Decir que no la seguí buscando es omitir la verdad. Ninguna mujer me pareció siquiera ligeramente parecida. Tuve miedo, imaginé absurda esa búsqueda por ser un argumento muy débil —aunque real—. Era un hombre que buscaba a una mujer cruzando la ciudad devastada; una ciudad de Paul Auster; un Dante y una Beatriz de los suburbios; un Ulises para el que la patria se cifraba en un nombre de mujer: “Karla”.
Sin duda exagero, yo que siempre me he consolado prediciendo augurios a conveniencia en el movimiento de una hoja, en versos viejos, modernizando (empobreciendo) sentencias, y a pesar de todo ello; de inventarme destinos y cómplices, la encontré. Entre miles y miles la encontré.

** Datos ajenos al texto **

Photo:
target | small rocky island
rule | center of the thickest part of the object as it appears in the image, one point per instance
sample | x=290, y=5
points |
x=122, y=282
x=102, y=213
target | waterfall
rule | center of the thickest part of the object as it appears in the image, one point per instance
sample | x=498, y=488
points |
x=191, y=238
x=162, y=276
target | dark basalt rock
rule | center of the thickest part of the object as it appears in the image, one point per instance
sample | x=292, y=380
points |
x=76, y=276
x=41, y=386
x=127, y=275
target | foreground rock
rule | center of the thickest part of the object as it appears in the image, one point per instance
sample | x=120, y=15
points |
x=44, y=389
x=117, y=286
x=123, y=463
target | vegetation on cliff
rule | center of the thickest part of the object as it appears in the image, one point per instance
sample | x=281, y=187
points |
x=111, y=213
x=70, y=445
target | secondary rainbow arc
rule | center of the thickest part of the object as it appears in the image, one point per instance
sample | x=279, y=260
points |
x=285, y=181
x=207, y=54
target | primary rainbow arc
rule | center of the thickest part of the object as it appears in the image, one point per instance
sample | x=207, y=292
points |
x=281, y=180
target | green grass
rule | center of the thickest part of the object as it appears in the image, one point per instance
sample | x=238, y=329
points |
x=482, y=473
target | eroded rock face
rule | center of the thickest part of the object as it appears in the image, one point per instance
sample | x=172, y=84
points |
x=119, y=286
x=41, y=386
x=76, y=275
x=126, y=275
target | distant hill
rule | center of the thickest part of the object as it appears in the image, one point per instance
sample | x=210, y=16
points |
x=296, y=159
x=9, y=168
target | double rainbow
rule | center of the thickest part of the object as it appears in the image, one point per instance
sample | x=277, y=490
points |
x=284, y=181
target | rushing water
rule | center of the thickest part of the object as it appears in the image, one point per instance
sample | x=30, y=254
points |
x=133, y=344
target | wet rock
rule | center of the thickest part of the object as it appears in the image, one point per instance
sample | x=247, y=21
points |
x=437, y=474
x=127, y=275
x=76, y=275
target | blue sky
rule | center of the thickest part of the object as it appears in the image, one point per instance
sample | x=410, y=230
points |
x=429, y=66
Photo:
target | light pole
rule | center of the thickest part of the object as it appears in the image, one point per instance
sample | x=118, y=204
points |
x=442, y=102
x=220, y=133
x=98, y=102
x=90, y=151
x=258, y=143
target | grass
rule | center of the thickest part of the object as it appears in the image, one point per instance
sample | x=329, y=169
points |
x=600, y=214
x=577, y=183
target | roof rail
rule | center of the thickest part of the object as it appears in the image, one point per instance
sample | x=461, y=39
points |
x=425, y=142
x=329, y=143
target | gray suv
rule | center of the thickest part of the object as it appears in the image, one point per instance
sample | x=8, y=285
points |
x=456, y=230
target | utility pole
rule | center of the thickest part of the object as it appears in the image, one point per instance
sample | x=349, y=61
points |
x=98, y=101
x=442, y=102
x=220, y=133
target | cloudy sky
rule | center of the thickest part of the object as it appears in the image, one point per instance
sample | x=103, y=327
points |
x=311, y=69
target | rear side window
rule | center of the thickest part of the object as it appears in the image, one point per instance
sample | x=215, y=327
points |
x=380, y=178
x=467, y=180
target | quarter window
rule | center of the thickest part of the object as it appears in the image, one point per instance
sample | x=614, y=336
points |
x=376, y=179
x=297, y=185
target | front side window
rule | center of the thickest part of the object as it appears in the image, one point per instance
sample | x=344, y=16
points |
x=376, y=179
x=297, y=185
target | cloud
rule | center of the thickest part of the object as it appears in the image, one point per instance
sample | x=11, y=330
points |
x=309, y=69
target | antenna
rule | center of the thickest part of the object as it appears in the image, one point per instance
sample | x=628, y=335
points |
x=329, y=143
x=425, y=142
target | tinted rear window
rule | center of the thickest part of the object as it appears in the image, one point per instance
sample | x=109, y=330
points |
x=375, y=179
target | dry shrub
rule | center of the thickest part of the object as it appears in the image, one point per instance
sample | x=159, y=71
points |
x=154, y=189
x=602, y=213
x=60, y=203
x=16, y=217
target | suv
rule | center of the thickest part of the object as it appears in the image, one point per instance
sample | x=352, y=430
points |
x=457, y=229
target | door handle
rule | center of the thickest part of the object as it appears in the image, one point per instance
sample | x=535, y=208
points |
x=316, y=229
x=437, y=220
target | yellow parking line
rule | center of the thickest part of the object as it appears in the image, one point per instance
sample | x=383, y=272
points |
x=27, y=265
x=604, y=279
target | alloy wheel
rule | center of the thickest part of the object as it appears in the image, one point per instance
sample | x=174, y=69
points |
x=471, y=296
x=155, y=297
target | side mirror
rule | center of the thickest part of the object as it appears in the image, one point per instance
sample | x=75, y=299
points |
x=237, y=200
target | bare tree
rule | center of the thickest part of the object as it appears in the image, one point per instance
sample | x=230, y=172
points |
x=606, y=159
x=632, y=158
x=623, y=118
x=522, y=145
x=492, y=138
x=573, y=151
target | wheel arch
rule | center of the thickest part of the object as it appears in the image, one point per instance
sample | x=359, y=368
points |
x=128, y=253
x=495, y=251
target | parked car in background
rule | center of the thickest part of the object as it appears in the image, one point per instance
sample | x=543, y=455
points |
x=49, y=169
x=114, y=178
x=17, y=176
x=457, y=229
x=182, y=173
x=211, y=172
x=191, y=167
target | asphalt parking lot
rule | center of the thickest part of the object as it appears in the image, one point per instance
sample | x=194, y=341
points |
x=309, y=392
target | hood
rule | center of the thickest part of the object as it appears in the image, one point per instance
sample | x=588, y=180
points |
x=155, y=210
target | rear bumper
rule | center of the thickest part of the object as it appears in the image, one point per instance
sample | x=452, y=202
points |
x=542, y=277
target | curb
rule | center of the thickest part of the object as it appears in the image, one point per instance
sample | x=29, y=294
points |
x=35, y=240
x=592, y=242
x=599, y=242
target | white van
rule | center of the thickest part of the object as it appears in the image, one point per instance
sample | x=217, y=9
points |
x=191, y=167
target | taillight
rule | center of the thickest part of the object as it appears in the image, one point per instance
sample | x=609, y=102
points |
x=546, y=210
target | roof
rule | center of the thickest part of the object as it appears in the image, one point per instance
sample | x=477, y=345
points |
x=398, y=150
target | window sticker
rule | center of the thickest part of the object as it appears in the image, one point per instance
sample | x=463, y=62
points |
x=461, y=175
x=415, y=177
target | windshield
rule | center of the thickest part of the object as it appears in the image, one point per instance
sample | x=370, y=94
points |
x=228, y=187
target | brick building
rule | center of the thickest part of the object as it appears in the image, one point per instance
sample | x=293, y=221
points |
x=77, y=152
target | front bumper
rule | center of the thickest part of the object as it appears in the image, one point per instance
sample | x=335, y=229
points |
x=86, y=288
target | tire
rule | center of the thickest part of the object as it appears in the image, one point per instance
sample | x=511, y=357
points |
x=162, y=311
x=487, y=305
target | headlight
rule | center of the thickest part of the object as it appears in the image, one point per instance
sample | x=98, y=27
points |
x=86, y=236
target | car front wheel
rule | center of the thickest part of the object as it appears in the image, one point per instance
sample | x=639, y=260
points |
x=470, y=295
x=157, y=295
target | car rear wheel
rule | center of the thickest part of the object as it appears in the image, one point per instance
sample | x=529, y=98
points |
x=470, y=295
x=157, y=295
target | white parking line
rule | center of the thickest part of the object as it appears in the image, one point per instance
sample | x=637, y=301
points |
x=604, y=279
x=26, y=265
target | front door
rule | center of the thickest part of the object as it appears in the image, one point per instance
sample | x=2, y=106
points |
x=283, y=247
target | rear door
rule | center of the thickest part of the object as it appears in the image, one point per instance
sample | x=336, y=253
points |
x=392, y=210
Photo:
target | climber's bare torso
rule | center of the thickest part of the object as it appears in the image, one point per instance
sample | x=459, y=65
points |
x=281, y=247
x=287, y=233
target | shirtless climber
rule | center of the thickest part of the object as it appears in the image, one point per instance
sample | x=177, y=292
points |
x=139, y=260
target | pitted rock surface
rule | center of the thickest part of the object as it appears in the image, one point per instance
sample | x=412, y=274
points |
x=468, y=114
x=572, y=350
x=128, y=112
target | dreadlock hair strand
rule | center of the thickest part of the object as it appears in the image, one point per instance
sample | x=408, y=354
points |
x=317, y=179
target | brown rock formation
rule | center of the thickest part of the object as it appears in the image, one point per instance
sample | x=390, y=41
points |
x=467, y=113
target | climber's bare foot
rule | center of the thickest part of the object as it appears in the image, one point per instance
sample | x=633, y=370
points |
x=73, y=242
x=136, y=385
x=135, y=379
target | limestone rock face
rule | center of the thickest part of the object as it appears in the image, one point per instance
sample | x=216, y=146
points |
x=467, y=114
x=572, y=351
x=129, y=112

Y ese cielo de ojos color madera me miró también, nos encontramos al vernos. Caminamos mucho tiempo, hasta que su jefe se despidió sofocado. Casi enseguida una misericordiosa vagoneta nos acercó un poco más, y, mientras yo la seguía viendo hermosa y exhausta, me dijo que a pesar de lo bizarro de aquél día, de nuestra cita que no sucedió —a causa de haber olvidado, al salir, su bandeja de sushi y sus audífonos Marshall—, de la incertidumbre por el terremoto, estaba feliz. Y yo la vi como la niña que aún era, la que se queda dormida mientras leemos a Chéjov, pero que despierta si es que dejo la lectura. Sentí que aquella suerte que imploré horas antes no iba a dejarme nunca, pues algo de ella, esa tarde, se había quedado en mí para siempre.